When they are ready for takeoff, one finds there is always time for a little banter, and the discovery that one of your favorite lesbian witches is also a bit of a geek:

 

Finally they were the last remaining. They stood next to Professor Sladen, whose gaze shifted from her tablet to the students and back. “You excited, Emma?”

Emma almost bounced on her tip-toes. “Yes, Ma’am.”

“And what about you, Kerry?”

“You know it—” A lop sided grin formed. “Savage.”

Erywin snorted. “I knew you’d recognize my call sign.”

He pointed at her jacket patch. “And your little tin doggie, too.”

“Smart arse.” She tapped her display twice. “By the way, your team call sign is Myfanwy.” She raised her right eyebrow. “You know that one as well?”

Kerry looked off into the distance, his half-grin now a full one. “I promise not to fly off to The Hub.”

Emma was completely lost. “I have no idea what you guys are talking about.”

“English geekness, my dear.” She check her display. “Hover and mount; HUDs up.”

 

For the information of people who don’t know better, in that short passage was seen the reference of two well-known Companions from Doctor Who, and a certain pteranodon from Torchwood.  It helped that Kerry recognized Professor Sladen’s jacket patch, because geek.

And with that–

 

Erywin snapped her right arm forward. “Launch.”

They were off the line and rising quickly. Kerry saw the dim outline of a flight route in his HUD. “I have the course.”

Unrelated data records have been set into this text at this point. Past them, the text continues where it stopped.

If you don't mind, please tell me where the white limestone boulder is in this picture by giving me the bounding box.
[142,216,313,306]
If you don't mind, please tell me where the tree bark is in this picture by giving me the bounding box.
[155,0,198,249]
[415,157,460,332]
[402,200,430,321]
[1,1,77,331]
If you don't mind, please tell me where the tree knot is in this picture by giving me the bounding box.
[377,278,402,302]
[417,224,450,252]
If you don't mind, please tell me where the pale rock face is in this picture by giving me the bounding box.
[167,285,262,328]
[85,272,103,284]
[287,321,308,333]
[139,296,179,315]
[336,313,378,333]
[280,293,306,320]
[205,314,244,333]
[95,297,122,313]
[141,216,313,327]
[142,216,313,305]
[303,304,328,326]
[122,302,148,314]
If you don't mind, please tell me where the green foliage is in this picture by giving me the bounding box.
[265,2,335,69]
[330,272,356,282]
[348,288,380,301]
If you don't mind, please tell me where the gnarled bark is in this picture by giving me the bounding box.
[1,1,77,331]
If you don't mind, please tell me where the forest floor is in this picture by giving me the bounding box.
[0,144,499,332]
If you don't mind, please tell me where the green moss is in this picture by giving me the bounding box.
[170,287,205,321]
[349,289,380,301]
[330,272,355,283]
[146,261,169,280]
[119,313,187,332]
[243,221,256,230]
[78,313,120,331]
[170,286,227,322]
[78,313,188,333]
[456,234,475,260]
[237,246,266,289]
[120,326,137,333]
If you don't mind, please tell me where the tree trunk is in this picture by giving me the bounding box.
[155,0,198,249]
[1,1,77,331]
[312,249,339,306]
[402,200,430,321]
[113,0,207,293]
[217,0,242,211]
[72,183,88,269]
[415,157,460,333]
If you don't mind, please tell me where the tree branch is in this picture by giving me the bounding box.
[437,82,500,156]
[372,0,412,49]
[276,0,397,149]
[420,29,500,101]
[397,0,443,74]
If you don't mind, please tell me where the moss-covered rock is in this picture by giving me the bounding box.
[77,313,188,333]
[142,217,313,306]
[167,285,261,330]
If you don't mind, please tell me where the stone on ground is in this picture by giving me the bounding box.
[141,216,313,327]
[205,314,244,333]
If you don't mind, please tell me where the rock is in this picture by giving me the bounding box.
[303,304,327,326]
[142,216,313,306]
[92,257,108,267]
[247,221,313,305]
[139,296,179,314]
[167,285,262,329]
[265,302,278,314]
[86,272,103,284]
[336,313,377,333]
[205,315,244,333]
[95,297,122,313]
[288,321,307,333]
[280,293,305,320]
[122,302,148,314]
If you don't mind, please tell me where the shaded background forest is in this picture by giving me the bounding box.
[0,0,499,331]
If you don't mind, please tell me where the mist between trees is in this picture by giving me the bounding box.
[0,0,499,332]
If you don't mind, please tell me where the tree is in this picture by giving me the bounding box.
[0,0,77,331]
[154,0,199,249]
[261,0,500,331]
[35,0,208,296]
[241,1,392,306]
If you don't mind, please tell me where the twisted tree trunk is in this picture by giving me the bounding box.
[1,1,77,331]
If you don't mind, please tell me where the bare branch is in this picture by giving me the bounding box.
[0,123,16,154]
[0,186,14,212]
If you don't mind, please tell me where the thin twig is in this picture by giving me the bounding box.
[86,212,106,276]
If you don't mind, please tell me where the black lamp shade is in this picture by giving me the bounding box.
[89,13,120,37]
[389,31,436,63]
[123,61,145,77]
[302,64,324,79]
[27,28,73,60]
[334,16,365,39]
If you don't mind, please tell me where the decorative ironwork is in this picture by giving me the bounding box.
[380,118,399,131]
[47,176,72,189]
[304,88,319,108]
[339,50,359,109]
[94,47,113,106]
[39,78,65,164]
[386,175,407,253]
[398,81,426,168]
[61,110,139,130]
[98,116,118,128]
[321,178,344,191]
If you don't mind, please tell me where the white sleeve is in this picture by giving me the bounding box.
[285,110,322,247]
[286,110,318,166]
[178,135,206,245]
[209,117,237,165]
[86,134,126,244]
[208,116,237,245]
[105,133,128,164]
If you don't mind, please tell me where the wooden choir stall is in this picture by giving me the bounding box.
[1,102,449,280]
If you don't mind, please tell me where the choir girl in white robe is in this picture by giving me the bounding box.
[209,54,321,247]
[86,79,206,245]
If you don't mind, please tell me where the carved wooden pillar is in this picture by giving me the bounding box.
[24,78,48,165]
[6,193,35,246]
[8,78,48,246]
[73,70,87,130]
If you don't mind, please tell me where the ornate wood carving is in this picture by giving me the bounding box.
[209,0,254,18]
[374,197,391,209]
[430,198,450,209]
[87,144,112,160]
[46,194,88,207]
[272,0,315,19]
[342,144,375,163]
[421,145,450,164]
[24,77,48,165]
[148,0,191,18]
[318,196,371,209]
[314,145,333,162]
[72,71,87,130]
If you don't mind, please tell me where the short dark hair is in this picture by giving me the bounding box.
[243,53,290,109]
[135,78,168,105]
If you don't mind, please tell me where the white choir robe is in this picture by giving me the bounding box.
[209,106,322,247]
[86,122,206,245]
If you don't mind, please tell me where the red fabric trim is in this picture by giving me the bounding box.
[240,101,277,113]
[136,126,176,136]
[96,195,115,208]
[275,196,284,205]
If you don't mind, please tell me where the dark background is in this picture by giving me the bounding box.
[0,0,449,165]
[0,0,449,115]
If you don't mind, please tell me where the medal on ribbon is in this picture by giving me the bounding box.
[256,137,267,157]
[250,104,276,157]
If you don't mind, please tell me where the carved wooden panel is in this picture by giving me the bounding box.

“I see it.” Emma quickly glanced over to her wingmate as they banked left. “I’ll watch speed, you watch altitude.”

“Got it.” They climbed quickly and silently into the sky, the air cold against the exposed skin of their faces. Kerry kept the flight line between them, and noticed as soon as they were next seventy meters the color changed subtly from a light white to a pale yellow. “Okay, we’re here.”

“Roger.” Emma quickly scanned her HUD. “We’re right on target for speed. Call it in.”

“Roger.” He lower his gaze towards the ground as he contacted flight control. “Carrier, this is Myfanwy. We’re on the Low Road: altitude seventy meters; speed forty kph. Over.”

The response was almost immediate. “Roger, Myfanwy. We see you on the Low Road. Maintain current altitude and speed. Over and out.”

Emma turned and smiled at Kerry. “Here we are.”

“Yep.” He shot her a quick smile, then turned back to watching the land close to the outer wall slowly slip behind them. “Here we are.”

 

And there you are:  the chapter is complete.  Preparations are over; now we wait.

 

Cheer up, Kerry.  You don't have much to do now except go rest in a few hours.

Which are the actual chapter names.  Cheer up, Kerry. You don’t have much to do now except go rest in a few hours.